Department of Hematology, National Cancer Center Hospital, Tokyo, Japan.
Drugs Today (Barc). 2021 Apr;57(4):277-289. doi: 10.1358/dot.2021.57.4.3264113.
Bruton tyrosine kinase (BTK) plays an important role in the B-cell receptor (BCR) signaling pathway by mediating proliferation, migration and adhesion in B-cell malignancies. Therefore, the components of BCR signaling, especially BTK, are considered to be attractive therapeutic targets. Ibrutinib, a first-in-class BTK inhibitor, has been approved for the treatment of several types of B-cell malignancies worldwide. However, ibrutinib has off-target activities on non-BTK kinase that are related to adverse effects or might translate into clinical limitations. To overcome these limitations, more specific BTK inhibitors are needed. Tirabrutinib hydrochloride (tirabrutinib) is a potent, highly selective, irreversible oral inhibitor of BTK. Tirabrutinib irreversibly and covalently binds to BTK in B cells and has demonstrated effective in vitro cytotoxicity in many types of B-cell malignancies and in vivo antitumor activity in mouse models. Here, we provide a comprehensive review of the preclinical and clinical activity of tirabrutinib, a drug approved in Japan for relapsed or refractory primary central nervous system lymphoma and all lines of Waldenström macroglobulinemia/lymphoplasmacytic lymphoma.

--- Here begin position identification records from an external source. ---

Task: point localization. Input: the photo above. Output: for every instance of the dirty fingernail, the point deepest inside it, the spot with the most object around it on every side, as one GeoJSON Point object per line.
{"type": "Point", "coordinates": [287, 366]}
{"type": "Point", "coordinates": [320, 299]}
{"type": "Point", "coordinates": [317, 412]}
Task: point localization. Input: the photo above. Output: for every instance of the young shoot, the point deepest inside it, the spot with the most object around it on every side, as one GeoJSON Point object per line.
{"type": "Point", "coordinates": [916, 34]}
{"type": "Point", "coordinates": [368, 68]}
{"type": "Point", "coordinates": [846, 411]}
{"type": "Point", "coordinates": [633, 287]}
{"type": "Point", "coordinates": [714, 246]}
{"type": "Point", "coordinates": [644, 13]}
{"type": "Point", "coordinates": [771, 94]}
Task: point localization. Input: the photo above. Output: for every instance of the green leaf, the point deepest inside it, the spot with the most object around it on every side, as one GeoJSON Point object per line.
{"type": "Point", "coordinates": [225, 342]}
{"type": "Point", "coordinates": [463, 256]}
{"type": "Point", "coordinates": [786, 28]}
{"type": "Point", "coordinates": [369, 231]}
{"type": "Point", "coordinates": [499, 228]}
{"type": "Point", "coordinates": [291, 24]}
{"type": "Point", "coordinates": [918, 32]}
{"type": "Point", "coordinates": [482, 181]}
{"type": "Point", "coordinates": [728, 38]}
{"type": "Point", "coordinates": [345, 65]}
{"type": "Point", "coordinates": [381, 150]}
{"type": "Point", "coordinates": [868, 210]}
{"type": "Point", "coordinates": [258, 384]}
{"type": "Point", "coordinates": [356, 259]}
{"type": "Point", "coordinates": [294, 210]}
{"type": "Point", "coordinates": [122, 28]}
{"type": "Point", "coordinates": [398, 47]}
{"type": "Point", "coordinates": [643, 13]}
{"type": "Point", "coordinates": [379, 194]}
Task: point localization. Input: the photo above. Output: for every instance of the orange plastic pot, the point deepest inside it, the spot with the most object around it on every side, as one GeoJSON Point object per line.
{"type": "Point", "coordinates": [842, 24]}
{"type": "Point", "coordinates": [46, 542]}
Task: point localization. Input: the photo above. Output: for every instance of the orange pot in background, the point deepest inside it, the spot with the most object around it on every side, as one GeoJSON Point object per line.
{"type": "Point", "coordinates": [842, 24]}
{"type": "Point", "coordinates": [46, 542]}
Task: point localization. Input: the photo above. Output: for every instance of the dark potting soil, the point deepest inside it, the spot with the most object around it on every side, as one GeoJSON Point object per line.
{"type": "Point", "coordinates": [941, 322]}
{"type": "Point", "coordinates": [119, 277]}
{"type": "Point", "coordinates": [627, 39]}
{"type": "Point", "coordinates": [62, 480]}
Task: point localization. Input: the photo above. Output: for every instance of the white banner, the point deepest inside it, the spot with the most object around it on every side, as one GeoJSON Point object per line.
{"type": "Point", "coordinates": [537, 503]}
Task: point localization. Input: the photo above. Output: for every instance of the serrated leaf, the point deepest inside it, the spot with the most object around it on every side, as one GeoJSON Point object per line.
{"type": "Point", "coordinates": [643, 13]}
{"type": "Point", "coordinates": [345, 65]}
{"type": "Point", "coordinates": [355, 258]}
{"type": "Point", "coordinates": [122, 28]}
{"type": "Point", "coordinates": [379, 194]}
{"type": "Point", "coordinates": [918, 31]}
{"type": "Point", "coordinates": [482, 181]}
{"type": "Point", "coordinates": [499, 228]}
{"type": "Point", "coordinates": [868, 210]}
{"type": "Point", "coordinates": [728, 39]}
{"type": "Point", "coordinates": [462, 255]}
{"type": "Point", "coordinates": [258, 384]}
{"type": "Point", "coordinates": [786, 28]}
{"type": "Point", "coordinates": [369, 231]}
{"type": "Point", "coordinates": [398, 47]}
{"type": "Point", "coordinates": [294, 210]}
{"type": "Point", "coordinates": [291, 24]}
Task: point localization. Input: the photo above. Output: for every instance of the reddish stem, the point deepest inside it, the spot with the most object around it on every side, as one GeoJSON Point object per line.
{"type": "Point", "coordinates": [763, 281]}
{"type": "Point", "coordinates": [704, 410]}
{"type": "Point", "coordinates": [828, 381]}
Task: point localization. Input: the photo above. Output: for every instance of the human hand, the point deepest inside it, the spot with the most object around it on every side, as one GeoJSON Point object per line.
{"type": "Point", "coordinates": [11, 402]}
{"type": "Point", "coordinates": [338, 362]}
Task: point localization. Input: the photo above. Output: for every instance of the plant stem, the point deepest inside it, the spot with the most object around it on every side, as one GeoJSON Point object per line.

布鲁顿酪氨酸激酶(BTK)在 B 细胞受体(BCR)信号通路中发挥重要作用,通过介导 B 细胞恶性肿瘤的增殖、迁移和黏附。因此,BCR 信号的组成部分,特别是 BTK,被认为是有吸引力的治疗靶点。伊布替尼是一种首创的 BTK 抑制剂,已在全球范围内批准用于治疗多种类型的 B 细胞恶性肿瘤。然而,伊布替尼对非 BTK 激酶具有非靶点活性,与不良反应有关,或者可能转化为临床限制。为了克服这些限制,需要更特异的 BTK 抑制剂。盐酸替拉鲁替尼(替拉鲁替尼)是一种强效、高度选择性、不可逆的口服 BTK 抑制剂。替拉鲁替尼在 B 细胞中不可逆且共价结合 BTK,并在多种 B 细胞恶性肿瘤的体外显示出有效的细胞毒性,在小鼠模型中显示出体内抗肿瘤活性。在这里,我们全面回顾了替拉鲁替尼的临床前和临床活性,该药已在日本获批用于复发或难治性原发性中枢神经系统淋巴瘤和所有 Waldenström 巨球蛋白血症/淋巴浆细胞淋巴瘤。